Exhibitions spotlight pivotal moments in ICA history

In honor of its 50th anniversary, the ICA has presented three exhibitions highlighting pivotal moments in its development. Collectively titled ``Dissent,'' the exhibitions began with ``The Expressionist Challenge'' (Dec. 5, 1985-Feb. 9, 1986), a didactic examination of the ICA's support for Northern European and German Expressionist art, much of which was declared ``degenerate'' by the Nazis during the 1930s and '40s. The second exhibition, ``Revolt in Boston: Fear vs. Freedom,'' (Feb. 18-April 20) re-created the controversial period of the late '40s, when the Boston museum changed its name from the Institute of Modern Art to the the Institute of Contemporary Art. This seemingly benign revision was interpreted by the artistic left as a forsaking of advanced art, and by the political right as a public admission of modernism's worthless ness. Both of these impressions were further solidified when, in 1949, the ICA presented a show titled ``American Painting in Our Century,'' which deliberately avoided such emerging Abstract Expressionist giants as Jackson Pollock and Willem de Kooning. Pressured on all sides, the ICA finally issued a joint manifesto with the Museum of Modern Art and the Whitney Museum of American Art in 1950, in support of both abstraction and modernism.

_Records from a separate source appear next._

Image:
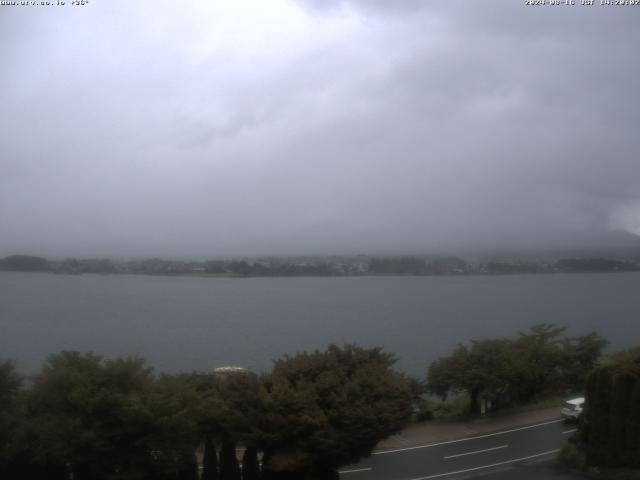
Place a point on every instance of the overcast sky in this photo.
(236, 127)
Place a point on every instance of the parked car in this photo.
(572, 409)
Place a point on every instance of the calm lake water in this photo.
(185, 323)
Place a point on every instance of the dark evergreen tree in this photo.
(187, 466)
(229, 467)
(209, 460)
(250, 465)
(609, 433)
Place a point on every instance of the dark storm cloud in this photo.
(351, 126)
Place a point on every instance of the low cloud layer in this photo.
(206, 129)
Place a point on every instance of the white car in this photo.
(572, 409)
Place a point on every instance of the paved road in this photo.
(480, 454)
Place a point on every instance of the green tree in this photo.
(10, 418)
(609, 433)
(484, 371)
(538, 363)
(84, 415)
(250, 465)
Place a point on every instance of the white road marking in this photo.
(477, 451)
(506, 462)
(383, 452)
(355, 471)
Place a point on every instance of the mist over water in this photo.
(184, 324)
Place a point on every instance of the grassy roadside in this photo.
(457, 409)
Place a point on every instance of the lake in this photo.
(191, 323)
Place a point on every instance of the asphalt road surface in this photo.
(521, 452)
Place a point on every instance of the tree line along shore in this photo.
(322, 266)
(97, 419)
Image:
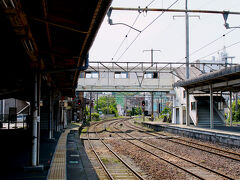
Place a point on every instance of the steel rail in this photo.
(215, 153)
(128, 166)
(189, 172)
(189, 161)
(99, 159)
(115, 154)
(174, 10)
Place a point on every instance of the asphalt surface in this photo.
(15, 152)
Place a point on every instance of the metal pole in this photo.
(90, 106)
(144, 109)
(152, 117)
(187, 41)
(152, 57)
(175, 10)
(187, 108)
(230, 104)
(211, 108)
(16, 114)
(50, 115)
(97, 102)
(62, 114)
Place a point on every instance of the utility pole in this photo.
(187, 65)
(187, 40)
(151, 50)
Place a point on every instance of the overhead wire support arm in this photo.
(175, 10)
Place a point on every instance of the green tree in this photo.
(107, 104)
(235, 114)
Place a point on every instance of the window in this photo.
(121, 75)
(89, 75)
(151, 75)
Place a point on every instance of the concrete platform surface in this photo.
(225, 135)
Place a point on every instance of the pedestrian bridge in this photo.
(130, 77)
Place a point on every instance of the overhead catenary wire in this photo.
(126, 36)
(231, 45)
(145, 29)
(208, 44)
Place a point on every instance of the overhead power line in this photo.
(126, 36)
(145, 28)
(231, 45)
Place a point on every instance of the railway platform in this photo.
(70, 160)
(224, 135)
(15, 151)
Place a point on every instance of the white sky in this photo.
(166, 34)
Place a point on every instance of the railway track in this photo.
(198, 146)
(113, 165)
(194, 169)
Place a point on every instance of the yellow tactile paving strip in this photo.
(58, 165)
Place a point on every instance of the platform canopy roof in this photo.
(227, 79)
(52, 36)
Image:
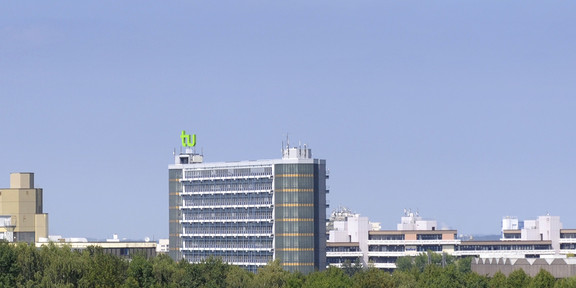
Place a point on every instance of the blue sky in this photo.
(462, 110)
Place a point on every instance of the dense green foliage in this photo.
(23, 265)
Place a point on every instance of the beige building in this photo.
(21, 206)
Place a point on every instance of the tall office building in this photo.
(21, 215)
(250, 212)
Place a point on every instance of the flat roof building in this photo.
(250, 212)
(22, 218)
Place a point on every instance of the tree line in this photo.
(24, 265)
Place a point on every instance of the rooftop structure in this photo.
(250, 212)
(21, 210)
(350, 239)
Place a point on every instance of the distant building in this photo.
(250, 212)
(381, 248)
(351, 238)
(114, 246)
(163, 247)
(22, 218)
(544, 228)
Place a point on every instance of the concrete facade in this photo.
(24, 204)
(250, 212)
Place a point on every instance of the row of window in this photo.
(386, 237)
(343, 249)
(567, 235)
(230, 256)
(386, 248)
(235, 199)
(229, 172)
(229, 214)
(230, 185)
(502, 247)
(227, 228)
(239, 244)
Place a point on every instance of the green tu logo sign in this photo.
(186, 139)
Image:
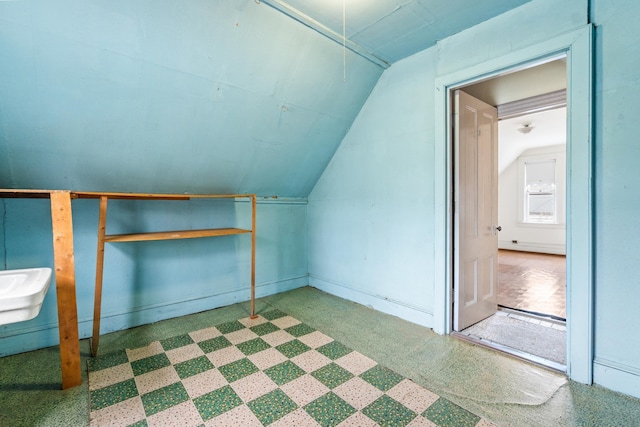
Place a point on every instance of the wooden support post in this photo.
(97, 298)
(253, 256)
(65, 288)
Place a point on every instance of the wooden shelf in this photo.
(170, 235)
(159, 235)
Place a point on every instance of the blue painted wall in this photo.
(149, 281)
(617, 231)
(371, 214)
(215, 96)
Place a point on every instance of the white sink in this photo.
(22, 293)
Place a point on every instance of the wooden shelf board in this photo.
(153, 196)
(170, 235)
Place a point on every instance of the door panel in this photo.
(475, 210)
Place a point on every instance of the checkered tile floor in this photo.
(273, 370)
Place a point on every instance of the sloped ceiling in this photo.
(391, 30)
(202, 96)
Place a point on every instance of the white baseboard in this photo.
(28, 339)
(545, 248)
(617, 377)
(395, 308)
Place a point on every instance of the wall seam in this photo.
(4, 234)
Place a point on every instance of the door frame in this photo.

Completing the ``Dissent'' series is the exhibition ``As Found'' (April 30-June 15), a reference to a 1966 exhibition of the same name, for which the ICA invited a group of artists to exhibit found objects from the environment. This show was conceived as an expansion of Marcel Duchamp's ``ready-made idea,'' which pronounced that everything -- including the most banal industrial object -- is art when placed in a gallery context. For the current exhibit, the ICA will show work by a number of well-known contemporary artists, including Jenny Holzer and Sherrie Levine, who appropriate imagery from movies, television, and print media, thus echoing the idea that art is all around us.